La déconstruction Obama

27 octobre, 2008 | 175 Lectures | Ecrire un commentaire

Qu’est-ce que Obama ? D’abord un homme, ensuite un film. Pour lui-même sûrement, pour les siens de son pays et pour le reste de l’humanité. D’abord un film que se diffuse l’Amérique pour refonder son identité, sortir de l’image d’un super Etat texan qui vendrait sa mère pour un baril, et croire avoir dépassé les archaïsmes raciaux et religieux de son vaste empire.

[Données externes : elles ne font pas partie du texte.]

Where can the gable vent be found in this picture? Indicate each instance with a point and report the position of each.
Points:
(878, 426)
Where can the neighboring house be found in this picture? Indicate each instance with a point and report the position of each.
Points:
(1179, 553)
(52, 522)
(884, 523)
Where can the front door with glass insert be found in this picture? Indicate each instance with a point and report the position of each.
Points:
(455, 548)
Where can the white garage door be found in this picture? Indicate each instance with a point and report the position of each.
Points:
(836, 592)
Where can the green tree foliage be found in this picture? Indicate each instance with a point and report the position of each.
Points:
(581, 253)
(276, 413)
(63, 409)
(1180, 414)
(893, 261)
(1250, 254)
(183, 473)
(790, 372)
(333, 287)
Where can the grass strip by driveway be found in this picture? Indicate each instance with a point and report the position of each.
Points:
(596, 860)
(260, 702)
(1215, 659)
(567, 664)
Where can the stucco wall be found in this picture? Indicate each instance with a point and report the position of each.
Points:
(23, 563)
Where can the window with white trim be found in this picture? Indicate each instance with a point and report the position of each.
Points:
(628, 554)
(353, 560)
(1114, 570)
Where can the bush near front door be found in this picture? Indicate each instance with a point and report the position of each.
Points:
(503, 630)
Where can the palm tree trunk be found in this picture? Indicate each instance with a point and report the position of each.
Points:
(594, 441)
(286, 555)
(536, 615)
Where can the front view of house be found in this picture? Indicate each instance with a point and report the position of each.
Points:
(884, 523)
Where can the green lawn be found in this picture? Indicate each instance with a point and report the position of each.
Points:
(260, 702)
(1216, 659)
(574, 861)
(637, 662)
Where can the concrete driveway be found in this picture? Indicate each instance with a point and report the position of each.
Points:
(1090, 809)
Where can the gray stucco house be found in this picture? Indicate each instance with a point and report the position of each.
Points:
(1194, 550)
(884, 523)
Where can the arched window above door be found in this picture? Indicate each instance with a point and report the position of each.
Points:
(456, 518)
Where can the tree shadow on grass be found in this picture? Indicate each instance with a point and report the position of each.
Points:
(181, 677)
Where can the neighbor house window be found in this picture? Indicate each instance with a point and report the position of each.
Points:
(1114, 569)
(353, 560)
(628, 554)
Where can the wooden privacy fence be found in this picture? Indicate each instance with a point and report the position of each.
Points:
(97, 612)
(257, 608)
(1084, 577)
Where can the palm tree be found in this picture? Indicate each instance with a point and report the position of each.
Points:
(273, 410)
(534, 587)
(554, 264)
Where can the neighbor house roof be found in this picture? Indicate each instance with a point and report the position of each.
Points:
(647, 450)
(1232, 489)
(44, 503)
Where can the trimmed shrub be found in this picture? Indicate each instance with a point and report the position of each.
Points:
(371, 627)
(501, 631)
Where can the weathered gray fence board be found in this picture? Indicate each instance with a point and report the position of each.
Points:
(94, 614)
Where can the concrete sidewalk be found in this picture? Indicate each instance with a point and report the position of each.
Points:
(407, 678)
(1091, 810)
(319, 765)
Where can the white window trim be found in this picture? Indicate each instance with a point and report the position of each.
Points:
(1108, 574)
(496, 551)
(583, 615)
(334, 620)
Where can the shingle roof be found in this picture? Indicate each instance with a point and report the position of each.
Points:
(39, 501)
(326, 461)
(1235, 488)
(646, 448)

Obama est la meilleure recette psychanalytique collective contre le souvenir d’Abou Ghoreib, le mensonge de Jessica Lynch, l’échec en Irak et la perte du mythe des USA qui sauvent le monde. Ce genre de mythes qui fondent l’enthousiasme super productif des Américains et leur donne la force et le courage et les poussent à raconter leur pays comme une épopée et pas comme une simple histoire officielle. Obama vient guérir l’Amérique et une partie de l’Amérique rêve en l’écoutant et se sent mieux, se sent boostée, et se prouve l’American Dream en regardant cet homme venu en partie de loin et qui est allé si loin rien qu’en souriant et en disant qu’il aime l’Amérique mais avec une robe plus jolie. Chose impossible dans le reste du monde où des gens comme lui finissent en bétails communautaires ou en tambours vivants.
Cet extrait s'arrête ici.